Around 1993, the Tennessee Gay and Lesbian Alliance seems to have run out of funding, and the Lesbian and Gay Coalition for Justice rose to fill the void. The Coalition, co-chaired by activist and attorney Kathleen Maloy, aimed to focus on Civil Rights, LGBTQ visibility, and discrimination. Maloy stated that she was working to fight homophobic stereotypes and “make her sexuality a non-issue.” As more people in America began living openly gay, they found that they could suffer violent retaliation or lose their jobs and housing. Today, Tennessee does prohibit discrimination in public employment on the basis of sexual orientation and gender identity but those ordinances do not apply to private employers. Additionally, only since 2001 has Tennessee charged people for hate crimes on the basis of sexual orientation and just this past February of 2019, we became the first southern US state to say that those hate crime laws also cover gender identity.

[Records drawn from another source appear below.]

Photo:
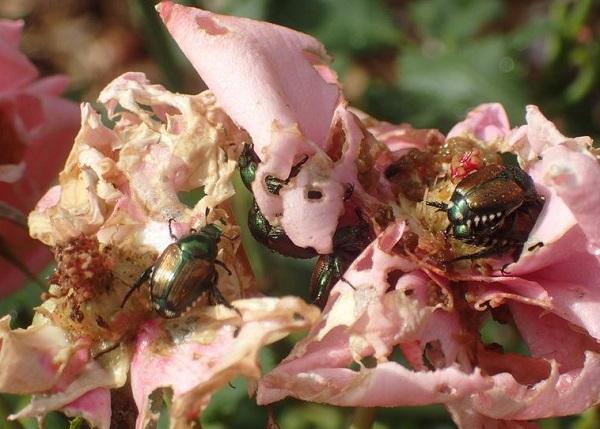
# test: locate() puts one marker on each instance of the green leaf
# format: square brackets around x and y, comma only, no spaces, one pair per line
[442,85]
[254,9]
[453,21]
[350,26]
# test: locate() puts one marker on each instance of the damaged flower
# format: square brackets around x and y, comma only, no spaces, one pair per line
[119,205]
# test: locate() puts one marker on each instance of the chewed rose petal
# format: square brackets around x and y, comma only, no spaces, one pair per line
[93,406]
[263,88]
[162,143]
[487,123]
[17,70]
[558,395]
[369,320]
[33,360]
[207,358]
[290,107]
[388,385]
[40,361]
[572,173]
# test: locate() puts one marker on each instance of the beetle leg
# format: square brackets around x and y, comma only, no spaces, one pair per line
[503,269]
[221,264]
[348,191]
[216,297]
[440,206]
[173,236]
[537,245]
[348,283]
[140,281]
[488,251]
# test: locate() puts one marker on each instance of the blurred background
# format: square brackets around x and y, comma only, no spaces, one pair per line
[426,62]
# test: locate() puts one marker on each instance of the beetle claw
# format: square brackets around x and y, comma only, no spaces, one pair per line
[222,265]
[173,236]
[140,281]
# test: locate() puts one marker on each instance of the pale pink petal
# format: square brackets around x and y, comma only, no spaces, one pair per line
[573,174]
[16,69]
[288,105]
[530,141]
[93,406]
[558,395]
[195,366]
[40,361]
[242,61]
[487,123]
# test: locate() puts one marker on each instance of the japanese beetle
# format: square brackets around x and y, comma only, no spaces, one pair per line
[495,206]
[274,237]
[184,272]
[248,163]
[348,243]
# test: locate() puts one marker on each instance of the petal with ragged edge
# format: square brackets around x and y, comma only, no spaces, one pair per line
[215,351]
[17,70]
[290,106]
[487,123]
[93,406]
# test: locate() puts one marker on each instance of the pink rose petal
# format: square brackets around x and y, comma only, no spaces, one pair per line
[487,123]
[93,406]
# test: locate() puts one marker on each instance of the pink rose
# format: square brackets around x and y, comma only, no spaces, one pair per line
[108,219]
[36,128]
[398,297]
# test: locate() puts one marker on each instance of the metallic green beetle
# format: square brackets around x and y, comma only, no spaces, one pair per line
[495,206]
[248,163]
[348,243]
[184,272]
[274,237]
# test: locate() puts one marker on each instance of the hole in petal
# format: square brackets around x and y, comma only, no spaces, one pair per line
[210,25]
[369,362]
[366,262]
[392,278]
[336,144]
[445,389]
[433,355]
[191,198]
[314,194]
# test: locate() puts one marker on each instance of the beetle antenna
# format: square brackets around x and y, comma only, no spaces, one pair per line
[173,236]
[348,283]
[145,276]
[106,350]
[215,296]
[348,191]
[231,238]
[221,264]
[438,205]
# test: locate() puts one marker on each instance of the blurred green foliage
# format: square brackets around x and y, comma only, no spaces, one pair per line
[426,62]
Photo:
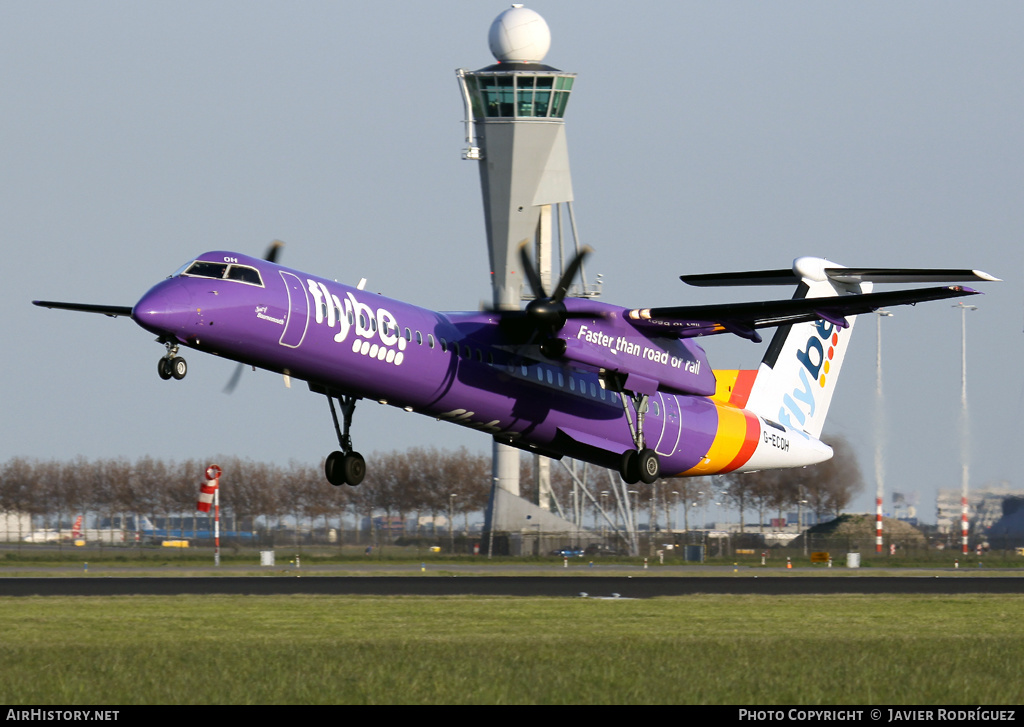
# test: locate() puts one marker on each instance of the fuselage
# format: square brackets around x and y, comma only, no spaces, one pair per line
[462,367]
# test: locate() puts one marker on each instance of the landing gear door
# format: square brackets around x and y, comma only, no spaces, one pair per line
[670,433]
[298,311]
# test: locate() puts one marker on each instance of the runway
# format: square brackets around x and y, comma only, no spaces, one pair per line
[508,586]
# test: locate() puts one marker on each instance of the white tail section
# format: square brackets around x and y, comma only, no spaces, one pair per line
[797,377]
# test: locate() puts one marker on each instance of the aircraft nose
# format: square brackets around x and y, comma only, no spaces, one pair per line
[167,308]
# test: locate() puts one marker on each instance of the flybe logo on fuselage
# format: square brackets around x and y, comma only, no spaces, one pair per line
[369,324]
[815,362]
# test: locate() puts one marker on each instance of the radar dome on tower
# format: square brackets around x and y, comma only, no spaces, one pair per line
[519,35]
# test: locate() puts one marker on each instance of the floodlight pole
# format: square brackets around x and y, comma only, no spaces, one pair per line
[965,428]
[880,435]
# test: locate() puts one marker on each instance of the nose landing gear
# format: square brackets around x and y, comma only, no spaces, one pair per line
[345,467]
[171,366]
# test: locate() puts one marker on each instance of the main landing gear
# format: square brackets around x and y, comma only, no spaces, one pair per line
[345,467]
[171,366]
[641,464]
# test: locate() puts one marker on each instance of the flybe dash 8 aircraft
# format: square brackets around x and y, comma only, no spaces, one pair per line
[625,388]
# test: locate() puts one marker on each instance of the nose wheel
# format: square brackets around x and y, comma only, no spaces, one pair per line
[172,366]
[345,467]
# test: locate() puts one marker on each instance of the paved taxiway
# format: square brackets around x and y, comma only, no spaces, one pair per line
[561,586]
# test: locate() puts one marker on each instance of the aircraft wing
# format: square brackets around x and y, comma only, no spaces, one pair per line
[744,318]
[112,310]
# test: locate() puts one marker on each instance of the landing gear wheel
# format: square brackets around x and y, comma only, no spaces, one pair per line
[354,468]
[178,368]
[345,469]
[334,470]
[629,467]
[648,466]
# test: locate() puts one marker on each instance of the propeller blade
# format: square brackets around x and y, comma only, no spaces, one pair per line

With a recent rise in visibility and representation of LGBTQ people in popular culture, it’s tempting to think that the fight for social justice is over and equality for all has been won. But LGBTQ people are still the victims of harassment and extreme violence, they are still discriminated against in the military, their jobs are still not protected, and their rights as parents and guardians are still not secure. Pride month is about celebration, but it is also an opportunity to shine a light on the ongoing fight for equality and to embolden activists and allies. Vanderbilt librarian Larry Romans was instrumental to the creation of the Lesbian and Gay Coalition for Justice and his papers, housed in Special Collections, are an excellent resource for anyone looking to organize a movement. The collection includes committee minutes, organizing principles and statements of purpose, public relations materials, budget and financial records, pamphlets, and local gay publications such as Dare, The Arena, and Xenogeny. When we study social justice groups, I think it is easy to forget that their success doesn't only hinge on the charisma and talent of one public figure; it takes a lot of work, planning, and volunteers to organize a movement. Each of us has the power to challenge bigoted ideas, actions, and legislation whenever and wherever they occur.